Le principal bouleversement provoqué par cette étude concerne moins le piclorame lui-même que la méthode employée. Jusqu’ici, les agences sanitaires évaluaient surtout les substances chimiques à partir d’études toxicologiques classiques. Or, l’équipe espagnole propose une démarche radicalement différente : rechercher dans les tumeurs elles-mêmes les traces biologiques d’expositions anciennes. Selon le communiqué relayé le 21 avril 2026 par EurekAlert, les chercheurs ont utilisé des « empreintes épigénétiques » pour reconstituer l’historique environnemental des patients. Cette stratégie permettrait d’identifier des liens invisibles dans les approches traditionnelles. Le Vall d’Hebron Institute of Oncology affirme ainsi que les profils de méthylation observés dans les cellules cancéreuses peuvent révéler certaines expositions chimiques passées avec une précision inédite. Le cancer devient donc un indicateur biologique indirect des failles potentielles du système d’autorisation des pesticides. Car le piclorame est autorisé depuis plusieurs décennies dans de nombreux pays. Pourtant, selon Le Monde du 13 mai 2026, “aucune autorité sanitaire ne surveille l’exposition de la population à cette substance”. Le journal rappelle également que l’herbicide “n’a jamais été classé cancérogène”.
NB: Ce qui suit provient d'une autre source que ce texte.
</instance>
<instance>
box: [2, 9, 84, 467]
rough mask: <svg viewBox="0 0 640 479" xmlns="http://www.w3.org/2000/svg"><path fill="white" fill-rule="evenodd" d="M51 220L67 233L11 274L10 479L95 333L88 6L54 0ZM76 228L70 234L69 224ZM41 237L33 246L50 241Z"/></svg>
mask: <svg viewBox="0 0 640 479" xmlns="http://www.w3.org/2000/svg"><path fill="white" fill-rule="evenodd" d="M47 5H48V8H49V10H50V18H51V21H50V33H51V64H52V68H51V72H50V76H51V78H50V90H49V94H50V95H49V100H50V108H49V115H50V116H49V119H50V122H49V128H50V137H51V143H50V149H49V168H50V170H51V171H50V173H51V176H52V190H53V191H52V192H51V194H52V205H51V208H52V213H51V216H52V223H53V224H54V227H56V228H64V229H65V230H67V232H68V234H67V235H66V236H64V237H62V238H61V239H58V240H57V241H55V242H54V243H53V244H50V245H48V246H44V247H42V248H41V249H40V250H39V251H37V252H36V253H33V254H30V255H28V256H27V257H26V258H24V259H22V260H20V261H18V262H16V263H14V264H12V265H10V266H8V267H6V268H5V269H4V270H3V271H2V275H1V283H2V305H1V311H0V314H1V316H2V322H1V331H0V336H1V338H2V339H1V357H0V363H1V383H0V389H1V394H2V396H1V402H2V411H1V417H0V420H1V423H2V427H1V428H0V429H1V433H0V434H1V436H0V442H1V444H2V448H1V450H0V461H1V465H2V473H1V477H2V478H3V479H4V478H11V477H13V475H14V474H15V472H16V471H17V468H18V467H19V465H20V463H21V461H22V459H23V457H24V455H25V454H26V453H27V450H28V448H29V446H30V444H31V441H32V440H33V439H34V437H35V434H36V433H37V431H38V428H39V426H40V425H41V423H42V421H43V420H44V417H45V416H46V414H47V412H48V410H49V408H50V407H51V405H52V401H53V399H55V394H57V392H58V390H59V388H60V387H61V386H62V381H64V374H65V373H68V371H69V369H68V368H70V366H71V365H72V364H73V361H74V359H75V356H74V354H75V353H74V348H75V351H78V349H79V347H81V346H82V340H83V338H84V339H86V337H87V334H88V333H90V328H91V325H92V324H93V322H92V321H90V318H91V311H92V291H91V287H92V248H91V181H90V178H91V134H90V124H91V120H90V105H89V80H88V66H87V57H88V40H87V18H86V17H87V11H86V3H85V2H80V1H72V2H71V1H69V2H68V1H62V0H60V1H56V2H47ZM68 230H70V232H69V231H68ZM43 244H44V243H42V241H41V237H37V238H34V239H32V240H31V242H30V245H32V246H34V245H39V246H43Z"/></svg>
Cette remise en cause intervient dans un contexte déjà tendu autour des pesticides. En avril 2025, l’Agence nationale de sécurité sanitaire française avait lancé plusieurs alertes sur des produits toujours autorisés. Selon Le Monde du 24 avril 2025, l’Anses estimait nécessaire d’améliorer “l’accès aux données d’usage des pesticides” afin de renforcer les études épidémiologiques. L’agence appelait aussi à mieux documenter les expositions chroniques de la population. Par ailleurs, plusieurs travaux récents ont déjà suggéré des liens entre pesticides et cancer. Une étude publiée en juin 2025 dans Environmental Health avait montré une augmentation significative de tumeurs chez des rats exposés au glyphosate, y compris à faibles doses, selon Le Monde du 12 juin 2025. Une autre recherche française évoquait en décembre 2024 un possible lien entre certains pesticides agricoles et la hausse du cancer du pancréas dans plusieurs régions françaises.

Des conséquences économiques et politiques potentiellement majeures

Les implications économiques de cette étude pourraient être considérables. Le marché mondial des pesticides représente plusieurs dizaines de milliards d’euros par an. Or, si les approches épigénétiques deviennent une nouvelle référence scientifique, de nombreuses autorisations pourraient être réévaluées dans les prochaines années. Le cancer apparaît désormais comme un facteur susceptible de transformer les politiques agricoles et sanitaires. Les chercheurs espagnols insistent toutefois sur un point essentiel : leur étude établit une association forte mais ne démontre pas encore une causalité définitive. Cette nuance reste centrale dans le débat scientifique actuel. Cependant, plusieurs experts estiment déjà que les procédures réglementaires devront évoluer. Selon News Medical, le 22 avril 2026, cette recherche « a constaté qu’un herbicide largement utilisé pourrait être lié à l’augmentation préoccupante des cancers colorectaux chez les jeunes adultes ».

Le média spécialisé souligne également que les scientifiques ont pu détecter des « schémas d’exposition cachés » impossibles à observer avec les outils classiques. Le cancer colorectal chez les jeunes pourrait ainsi devenir un révélateur des limites des systèmes actuels de surveillance environnementale. Les autorités sanitaires européennes n’ont pas encore officiellement réagi à l’étude espagnole. Toutefois, la publication dans Nature Medicine donne à ces travaux une visibilité internationale considérable. Enfin, cette affaire pourrait relancer les tensions entre industriels de l’agrochimie et chercheurs indépendants. Les controverses autour du glyphosate avaient déjà montré l’intensité des affrontements scientifiques et politiques sur les questions de toxicité chronique. Cette fois, la nouveauté vient du fait que les chercheurs ne se contentent plus d’étudier les produits chimiques : ils lisent directement leurs traces dans les cellules tumorales.